Hurt leaves me vulnerable. It leaves me questioning myself and my validity. It leaves me insecure. It is directed inward. Hurt avoids blame, but, somehow, the blame falls on me because I know what I could have done differently. Hurt burns slowly, steadily, insidiously.
Anger burns hot, but then it is done. Anger lets the other go, because you see his flaws, and not your own. Anger is directed outward.
But when anger is directed at me, I shrink. My parents practiced what they preached, and I didn't grow up with anger. Criticism that cut at my sense of self as a lovable and worthwhile person, guilt galore, but never anger.
I experience two kinds of anger directed towards me--that which leaves me vulnerable and that which leaves me self-righteous. The former makes me frantic. There are maybe half-a-dozen people in the world who have the power to direct that kind of anger at me (and, frankly, with a few exceptions, like my writing, which leaves me very vulnerable, my weight (a cliche, I know)those are the only people that can criticize me and have me really feel it). But criticism from them doesn't make me feel as frantic as their anger. If those people are angry at me, I will do whatever I can to make their anger stop.
I swore I wouldn't right about John anymore, but I swear too much. John seemed to go straight toward anger (with me it was always more muted--frustration definitely--or he would say "disappointed" which played into my insecurities, but I never saw more than hints of his anger). I went straight for hurt. I apologized a number of times in our relationship. Even if I felt like I we could both share the blame, I'd apologize for my part in that. It was only when he hit the self-righteous side of my anger anger that I couldn't apologize and have it be true, and told him that I wouldn't drop something (I'd set it aside because he was having a very difficult time, but brought up the threat I've always hated when my parents did to me of needing to discuss it later) that he disappeared this last time.

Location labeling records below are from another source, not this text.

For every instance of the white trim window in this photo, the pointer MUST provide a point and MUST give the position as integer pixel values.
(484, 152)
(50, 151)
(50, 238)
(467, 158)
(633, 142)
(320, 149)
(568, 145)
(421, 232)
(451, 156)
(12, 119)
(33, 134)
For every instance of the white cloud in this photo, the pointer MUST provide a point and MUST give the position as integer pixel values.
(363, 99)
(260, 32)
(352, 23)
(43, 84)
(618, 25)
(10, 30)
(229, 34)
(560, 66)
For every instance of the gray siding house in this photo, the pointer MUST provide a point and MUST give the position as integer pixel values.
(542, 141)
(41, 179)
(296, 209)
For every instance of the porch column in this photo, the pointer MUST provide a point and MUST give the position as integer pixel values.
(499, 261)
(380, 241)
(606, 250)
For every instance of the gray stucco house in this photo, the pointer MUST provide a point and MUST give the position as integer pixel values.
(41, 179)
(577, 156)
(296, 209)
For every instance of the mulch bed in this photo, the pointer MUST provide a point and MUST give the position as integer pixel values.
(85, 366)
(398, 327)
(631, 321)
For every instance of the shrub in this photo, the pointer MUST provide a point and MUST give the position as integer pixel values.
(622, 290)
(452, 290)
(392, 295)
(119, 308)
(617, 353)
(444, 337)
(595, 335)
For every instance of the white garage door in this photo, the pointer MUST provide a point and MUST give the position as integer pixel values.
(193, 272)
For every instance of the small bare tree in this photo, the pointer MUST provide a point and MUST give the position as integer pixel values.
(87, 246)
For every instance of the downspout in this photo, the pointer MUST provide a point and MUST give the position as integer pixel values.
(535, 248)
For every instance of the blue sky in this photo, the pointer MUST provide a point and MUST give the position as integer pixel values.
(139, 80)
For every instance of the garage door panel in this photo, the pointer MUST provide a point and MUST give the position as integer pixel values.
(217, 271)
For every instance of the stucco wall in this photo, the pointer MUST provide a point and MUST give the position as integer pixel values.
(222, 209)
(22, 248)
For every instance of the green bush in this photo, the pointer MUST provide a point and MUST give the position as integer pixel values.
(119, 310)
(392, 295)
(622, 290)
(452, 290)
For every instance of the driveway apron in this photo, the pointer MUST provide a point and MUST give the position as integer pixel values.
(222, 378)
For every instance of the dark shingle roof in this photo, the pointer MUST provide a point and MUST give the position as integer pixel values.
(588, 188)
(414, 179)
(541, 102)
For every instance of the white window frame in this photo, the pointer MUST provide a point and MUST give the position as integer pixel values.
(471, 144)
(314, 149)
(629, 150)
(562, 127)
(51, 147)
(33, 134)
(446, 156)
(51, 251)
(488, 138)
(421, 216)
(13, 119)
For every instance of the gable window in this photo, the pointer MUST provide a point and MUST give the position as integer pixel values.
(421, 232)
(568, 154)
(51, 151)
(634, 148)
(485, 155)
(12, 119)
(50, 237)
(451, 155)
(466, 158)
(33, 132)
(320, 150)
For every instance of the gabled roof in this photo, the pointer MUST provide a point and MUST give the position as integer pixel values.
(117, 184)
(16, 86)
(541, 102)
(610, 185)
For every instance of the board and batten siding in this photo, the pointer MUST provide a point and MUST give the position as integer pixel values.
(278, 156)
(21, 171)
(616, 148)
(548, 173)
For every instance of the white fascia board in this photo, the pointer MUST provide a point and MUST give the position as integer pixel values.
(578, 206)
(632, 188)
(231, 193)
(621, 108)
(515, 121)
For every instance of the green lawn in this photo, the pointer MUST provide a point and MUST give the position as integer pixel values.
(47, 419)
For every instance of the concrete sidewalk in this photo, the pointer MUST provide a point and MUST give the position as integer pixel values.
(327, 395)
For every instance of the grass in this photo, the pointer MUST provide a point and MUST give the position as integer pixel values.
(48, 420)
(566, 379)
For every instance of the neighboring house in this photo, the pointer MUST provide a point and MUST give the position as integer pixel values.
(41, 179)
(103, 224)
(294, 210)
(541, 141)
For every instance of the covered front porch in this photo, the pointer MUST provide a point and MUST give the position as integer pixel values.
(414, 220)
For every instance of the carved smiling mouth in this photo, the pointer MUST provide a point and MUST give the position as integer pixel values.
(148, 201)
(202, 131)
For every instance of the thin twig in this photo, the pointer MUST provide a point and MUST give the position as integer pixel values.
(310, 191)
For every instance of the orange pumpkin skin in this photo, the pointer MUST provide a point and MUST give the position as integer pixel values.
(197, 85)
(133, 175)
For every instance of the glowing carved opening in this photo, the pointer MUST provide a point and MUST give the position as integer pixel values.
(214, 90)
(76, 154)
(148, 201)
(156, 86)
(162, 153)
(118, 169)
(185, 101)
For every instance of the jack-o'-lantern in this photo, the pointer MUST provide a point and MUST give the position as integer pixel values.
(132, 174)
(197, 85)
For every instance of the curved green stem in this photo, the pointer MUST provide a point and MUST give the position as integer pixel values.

I had also become aware that I had to have this issue, or some issue, resolved my way (not that I won, but that we talked about how we felt and both of us looked calmly at how our words affected the other). I couldn't trust him until he was willing to accept the validity of something he did hurting me. He didn't have to say "I was wrong"--but I needed him to say "I'm sorry you felt hurt."
I was going to write "John hurt me too badly" (with his comments about abstract expressionism) but actually--that isn't true. John insulted me in a place that didn't hurt me too badly, and so I chose that as a place to say "there has to be give and take here--I'm not going to be the one that is always wrong." If it hadn't been a place where I didn't feel my sense of self threatened, if he hadn't been so outrageous in in his insult, I could never have stood up. Always before with John, I'd been so frantic to get my sense of self back that I'd apologized for things that I didn't think were all my fault.
I think John and I pushed each other's buttons. With him, I fell into my need for male approval and disapproval cutting so deep it threatened the fabric of my center. And clearly, I pushed his buttons in ways I can't articulate for him.